Effect of Venlafaxine, Pramipexole, and Valsartan on Spermatogenesis in Male Rats

Abstract

The study’s aim was to explore the effect of venlafaxine, valsartan, and pramipexole on spermatogenesis. It was hypothesized that these drugs may affect the male fertility because of their long-term use in treatment of depression, hypertension, and Parkinson’s diseases. Male rats were given venlafaxine, valsartan, and pramipexole at low- and high-dose levels orally once daily for 10 weeks. Testosterone (25 mg/kg) was given as a standard via an intramuscular route once weekly. Rats were sacrificed after blood collection by cardiac puncture, and testes were removed. Sperm parameters were examined from spermatozoa of the cauda epididymis, and testes were treated for histopathological analysis. Results showed nonsignificant effect of venlafaxine on the sperm count, whereas a decreased sperm count was noted in all the treatment groups as compared to that of the control except valsartan at a low dose, which significantly (p < 0.001) raised the sperm count (96.26 ± 2.4) in reference with the control value (49.13 ± 2.3).
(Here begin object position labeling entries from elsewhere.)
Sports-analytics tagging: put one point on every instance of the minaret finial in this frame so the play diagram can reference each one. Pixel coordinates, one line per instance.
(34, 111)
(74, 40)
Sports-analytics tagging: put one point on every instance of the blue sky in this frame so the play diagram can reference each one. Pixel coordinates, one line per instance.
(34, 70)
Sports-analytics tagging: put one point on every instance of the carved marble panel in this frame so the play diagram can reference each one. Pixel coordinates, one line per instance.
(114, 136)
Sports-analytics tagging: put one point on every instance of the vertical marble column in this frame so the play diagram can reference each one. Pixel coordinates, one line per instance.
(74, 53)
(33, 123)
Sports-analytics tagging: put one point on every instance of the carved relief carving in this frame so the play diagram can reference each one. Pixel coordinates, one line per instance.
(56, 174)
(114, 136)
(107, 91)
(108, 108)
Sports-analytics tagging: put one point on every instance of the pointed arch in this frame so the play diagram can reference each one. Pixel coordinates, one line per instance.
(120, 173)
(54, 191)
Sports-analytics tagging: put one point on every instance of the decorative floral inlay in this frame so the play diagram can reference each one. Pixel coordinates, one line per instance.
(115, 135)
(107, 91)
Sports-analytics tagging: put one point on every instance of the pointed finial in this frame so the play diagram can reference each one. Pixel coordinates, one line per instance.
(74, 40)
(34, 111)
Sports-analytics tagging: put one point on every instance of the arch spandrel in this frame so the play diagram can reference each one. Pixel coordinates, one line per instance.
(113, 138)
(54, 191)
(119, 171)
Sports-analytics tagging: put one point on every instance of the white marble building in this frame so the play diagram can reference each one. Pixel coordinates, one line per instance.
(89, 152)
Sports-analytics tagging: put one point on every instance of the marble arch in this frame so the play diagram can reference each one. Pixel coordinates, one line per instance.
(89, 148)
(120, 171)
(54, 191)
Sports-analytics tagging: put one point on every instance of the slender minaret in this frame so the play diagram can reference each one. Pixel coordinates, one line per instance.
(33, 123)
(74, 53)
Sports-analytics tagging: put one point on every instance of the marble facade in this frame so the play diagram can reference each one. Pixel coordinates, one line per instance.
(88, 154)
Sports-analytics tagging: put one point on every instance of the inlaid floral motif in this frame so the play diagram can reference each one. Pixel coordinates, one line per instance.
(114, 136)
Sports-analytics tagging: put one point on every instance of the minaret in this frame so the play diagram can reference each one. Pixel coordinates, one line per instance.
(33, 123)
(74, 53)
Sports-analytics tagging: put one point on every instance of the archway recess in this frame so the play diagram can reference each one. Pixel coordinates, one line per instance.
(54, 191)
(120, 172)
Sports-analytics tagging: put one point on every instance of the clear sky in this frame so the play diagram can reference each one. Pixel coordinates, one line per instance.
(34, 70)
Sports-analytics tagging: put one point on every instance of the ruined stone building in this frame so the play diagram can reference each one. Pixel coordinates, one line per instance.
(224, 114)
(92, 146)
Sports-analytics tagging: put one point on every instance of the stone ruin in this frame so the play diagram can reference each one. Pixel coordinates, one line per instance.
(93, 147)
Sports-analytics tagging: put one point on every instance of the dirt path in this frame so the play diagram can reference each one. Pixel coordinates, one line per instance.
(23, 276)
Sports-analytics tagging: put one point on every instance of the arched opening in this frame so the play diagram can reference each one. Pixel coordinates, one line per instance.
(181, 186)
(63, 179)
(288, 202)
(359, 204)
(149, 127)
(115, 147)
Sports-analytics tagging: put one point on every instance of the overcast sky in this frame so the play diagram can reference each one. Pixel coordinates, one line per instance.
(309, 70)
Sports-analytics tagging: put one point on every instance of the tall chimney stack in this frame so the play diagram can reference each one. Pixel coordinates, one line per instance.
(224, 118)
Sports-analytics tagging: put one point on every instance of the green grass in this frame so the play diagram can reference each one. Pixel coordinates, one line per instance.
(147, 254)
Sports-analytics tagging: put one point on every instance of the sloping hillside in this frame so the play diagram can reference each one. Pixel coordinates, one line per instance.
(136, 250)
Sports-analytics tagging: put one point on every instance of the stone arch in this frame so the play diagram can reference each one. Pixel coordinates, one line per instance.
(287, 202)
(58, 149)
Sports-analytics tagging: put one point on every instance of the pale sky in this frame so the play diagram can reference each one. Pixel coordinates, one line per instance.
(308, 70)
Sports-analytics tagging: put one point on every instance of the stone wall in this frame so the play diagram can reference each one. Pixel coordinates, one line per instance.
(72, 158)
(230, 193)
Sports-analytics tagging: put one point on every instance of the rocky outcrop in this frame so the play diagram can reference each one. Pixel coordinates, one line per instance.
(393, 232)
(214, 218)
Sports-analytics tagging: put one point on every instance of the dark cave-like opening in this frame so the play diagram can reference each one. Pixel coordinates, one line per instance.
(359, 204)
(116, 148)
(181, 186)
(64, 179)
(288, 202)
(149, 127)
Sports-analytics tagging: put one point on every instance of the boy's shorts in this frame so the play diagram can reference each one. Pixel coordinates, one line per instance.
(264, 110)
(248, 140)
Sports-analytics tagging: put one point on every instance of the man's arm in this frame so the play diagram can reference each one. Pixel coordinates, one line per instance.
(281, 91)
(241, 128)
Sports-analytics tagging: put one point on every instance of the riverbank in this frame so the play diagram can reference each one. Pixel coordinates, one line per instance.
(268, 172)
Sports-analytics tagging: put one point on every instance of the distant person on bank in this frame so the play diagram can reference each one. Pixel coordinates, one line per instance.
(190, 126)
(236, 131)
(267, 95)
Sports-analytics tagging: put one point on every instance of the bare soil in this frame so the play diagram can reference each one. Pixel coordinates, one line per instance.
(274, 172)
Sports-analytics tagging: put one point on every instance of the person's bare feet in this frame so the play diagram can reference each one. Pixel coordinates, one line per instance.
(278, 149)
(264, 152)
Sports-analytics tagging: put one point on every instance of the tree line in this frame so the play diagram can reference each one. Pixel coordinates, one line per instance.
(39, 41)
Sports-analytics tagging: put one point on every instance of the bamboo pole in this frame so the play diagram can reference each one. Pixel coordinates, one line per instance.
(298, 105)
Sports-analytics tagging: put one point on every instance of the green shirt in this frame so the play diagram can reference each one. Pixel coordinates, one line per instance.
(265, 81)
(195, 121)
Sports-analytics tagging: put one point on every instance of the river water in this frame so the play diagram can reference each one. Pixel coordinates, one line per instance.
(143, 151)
Treatments had variable effects on total sperm motility and morphological parameters, but valsartan at a low dose showed maximum sperm motility (71.55 ± 0.7) among all. DNA integrity of spermatozoa remained intact in all groups. Luteinizing hormone and follicle-stimulating hormone levels decreased, and testosterone levels increased in all treatment groups as compared to control values, which indicate fertility. Histopathology revealed normal texture of testes with venlafaxine and valsartan, but testicular damage occurred with high-dose pramipexole. It is concluded that the use of venlafaxine, valsartan, and pramipexole at a low dose is devoid of any harmful effect on spermatogenesis, whereas pramipexole at a high dose adversely affect it.